We have satellite radio reception in my car. I particularly enjoy some of the jazz stations that are available. (I don’t understand jazz, but I like to listen to it.) I am intrigued by one station which carries the label “Escape.” But the periodic description by an occasional announcer captures my imagination. He says, "This is the music of your life.”
I am immediately intrigued by that description. Because he is exactly right. The music is that which undergirded and underscored many of the early decades of my life—ballads, a few crooners, big bands, ensembles, and many others. The music is mostly instrumental—which I like while driving. I don’t know them all, but I remember (and can mouth some of the words to) many of them.
I am convinced this could be a parallel to the reason I find it difficult to worship in some contemporary worship settings. I was raised in the church on the hymns of Charles Wesley (“Love divine all loves excelling….”) and Isaac Watts (“When I survey the wondrous cross…”) I even find nurture in a few of Fanny Crosby’s compositions (“Blessed Assurance, Jesus is mine.”) I don’t always understand or totally support some of the theology of these hymns, but I find familiarity and worshipfulness in singing them. They represent the “music of my life.”

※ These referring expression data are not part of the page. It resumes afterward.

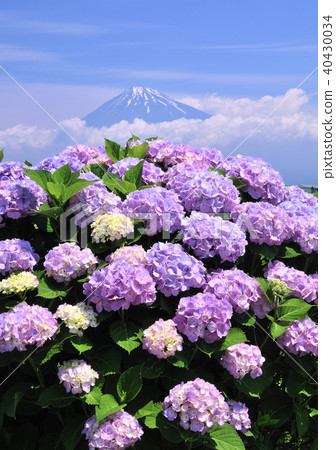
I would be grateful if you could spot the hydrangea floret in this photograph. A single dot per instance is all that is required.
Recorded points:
(162, 339)
(77, 376)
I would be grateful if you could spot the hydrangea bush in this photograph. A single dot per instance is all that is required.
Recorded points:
(156, 296)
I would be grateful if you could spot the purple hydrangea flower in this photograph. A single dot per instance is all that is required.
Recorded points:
(234, 286)
(117, 431)
(19, 198)
(159, 208)
(198, 405)
(119, 285)
(300, 338)
(210, 235)
(77, 376)
(298, 282)
(262, 181)
(162, 339)
(209, 192)
(173, 270)
(16, 255)
(239, 416)
(241, 359)
(68, 261)
(26, 325)
(296, 194)
(203, 316)
(265, 223)
(150, 174)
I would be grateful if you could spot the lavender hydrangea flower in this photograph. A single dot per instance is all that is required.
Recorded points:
(134, 254)
(68, 261)
(18, 199)
(209, 192)
(266, 224)
(18, 282)
(300, 338)
(203, 316)
(210, 235)
(296, 194)
(117, 431)
(17, 255)
(150, 174)
(162, 339)
(26, 325)
(297, 281)
(77, 318)
(239, 417)
(119, 285)
(77, 376)
(198, 405)
(262, 181)
(241, 359)
(159, 208)
(173, 270)
(234, 286)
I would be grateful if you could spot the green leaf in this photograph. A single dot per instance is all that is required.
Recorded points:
(72, 431)
(293, 309)
(224, 438)
(138, 151)
(108, 405)
(93, 397)
(302, 419)
(112, 150)
(47, 288)
(134, 174)
(129, 384)
(125, 335)
(81, 343)
(55, 396)
(234, 336)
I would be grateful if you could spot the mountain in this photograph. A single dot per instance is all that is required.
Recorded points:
(142, 103)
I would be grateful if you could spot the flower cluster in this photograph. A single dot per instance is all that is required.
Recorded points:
(234, 286)
(161, 339)
(111, 227)
(19, 198)
(16, 255)
(26, 325)
(241, 359)
(209, 192)
(298, 282)
(150, 173)
(210, 235)
(77, 376)
(119, 285)
(77, 318)
(135, 255)
(117, 431)
(262, 181)
(300, 338)
(203, 316)
(159, 208)
(239, 416)
(173, 270)
(265, 223)
(68, 261)
(18, 282)
(198, 404)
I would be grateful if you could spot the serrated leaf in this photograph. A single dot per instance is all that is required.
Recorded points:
(292, 309)
(108, 405)
(125, 335)
(129, 384)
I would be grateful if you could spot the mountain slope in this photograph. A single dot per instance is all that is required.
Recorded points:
(142, 103)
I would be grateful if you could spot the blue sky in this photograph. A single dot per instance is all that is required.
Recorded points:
(73, 56)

I walked into worship this past Sunday a tad late—during the opening hymn—and found I could sing the last two verses without opening a hymnal and trying to locate the page number. I liked that!
I realize that some of the hymns I find meaningful were also “new” and “different” for those who first heard them in generations (or even centuries) long past. I know that some of the tunes were secular folk tunes or even drinking songs for the people to whom they were introduced. Still, they remain the music of my life. They bring me into sense of worship and into the presence of God. Particularly the opening and closing hymn.
I do not object to what is often called “contemporary” music. I only know that I cannot truly worship as the drums beat, the acoustical guitar blares, the saxophone wails, the hands clap, and the feet move. This is simply not the music of my life or my experience of the God revealed in Jesus. I do not deny a positive impact on others; just not for me.
I suspect that this is what happens for some of my generation as well. Not anger. Not ridicule. Not really objection. Just a sort of disconnect—happening in the very experience where “connecting or re-connecting with God” is precisely what I seek and need.